On Wed, Oct 09, 2024 at 12:15:32PM +0530, Harendra Kumar wrote:
We do use low level C APIs and GHC APIs to create a Handle in the event watching module. But that is for the watch-root and not for the file that is experiencing this problem. So here is how it works. We have a top level directory which is watched for events using inotify. We first create this directory, this directory is opened using inotify_init which returns a C file descriptor. We then create a Handle from this fd, this Handle is used for watching inotify events. We are then creating a file inside this directory which is being watched while we are reading events from the parent directory. The resource-busy issue occurs when creating a file inside this directory. So we are not creating the Handle for the file in question in a non-standard manner, but the parent directory Handle is being created in that manner. I do not know if that somehow affects anything. Or if the fact that the directory is being watched using inotify makes any difference?

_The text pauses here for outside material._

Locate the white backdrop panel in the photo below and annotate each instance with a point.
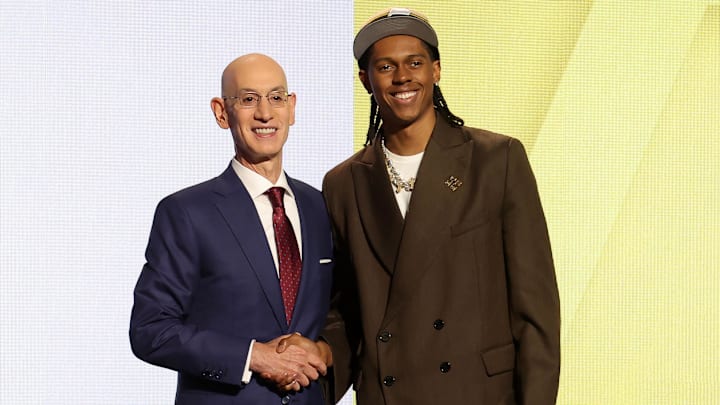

The code for creating the watch Handle is here: https://github.com/composewell/streamly/blob/bbac52d9e09fa5ad760ab6ee5572c70... . Viktor, you may want to take a quick look at this to see if it can make any difference to the issue at hand.
I don't have the cycles to isolate the problem. I still suspect that your code is somehow directly closing file descriptors associated with a Handle. This then orphans the associated logical reader/writer lock, which then gets inherited by the next incarnation of the same (dev, ino) pair. However, if the filesystem underlying "/tmp" were actually "tmpfs", inode reuse would be quite unlikely, because tmpfs inodes are assigned from a strictly incrementing counter: $ for i in {1..10}; do touch /tmp/foobar; ls -i /tmp/foobar; rm /tmp/foobar; done 3830 /tmp/foobar 3831 /tmp/foobar 3832 /tmp/foobar 3833 /tmp/foobar 3834 /tmp/foobar 3835 /tmp/foobar 3836 /tmp/foobar 3837 /tmp/foobar 3838 /tmp/foobar 3839 /tmp/foobar but IIRC you mentioned that on Github "/tmp" is ext4, not "tmpfs" (perhaps RAM-backed storage is a more scarce resource), in which case indeed inode reuse is quite likely: $ for i in {1..10}; do touch /var/tmp/foobar; ls -i /var/tmp/foobar; rm /var/tmp/foobar; done 25854141 /var/tmp/foobar 25854142 /var/tmp/foobar 25854141 /var/tmp/foobar 25854142 /var/tmp/foobar 25854141 /var/tmp/foobar 25854142 /var/tmp/foobar 25854141 /var/tmp/foobar 25854142 /var/tmp/foobar 25854141 /var/tmp/foobar 25854142 /var/tmp/foobar But since normal open/close of Handles acquires the lock after open, and releases it before close, the evidence points to a bypass of the normal open file lifecycle. Your codebase contains a bunch of custom file management logic, which could be the source the of problem. To find the problem code path, you'd probably need to instrument the RTS lock/unlock code to log its activity: (mode, descriptor, dev, ino) tuples being added and removed. And strace execution to be able to identify descriptor open and close events. Ideally the problem will be reproducible even with strace. Good luck. -- Viktor.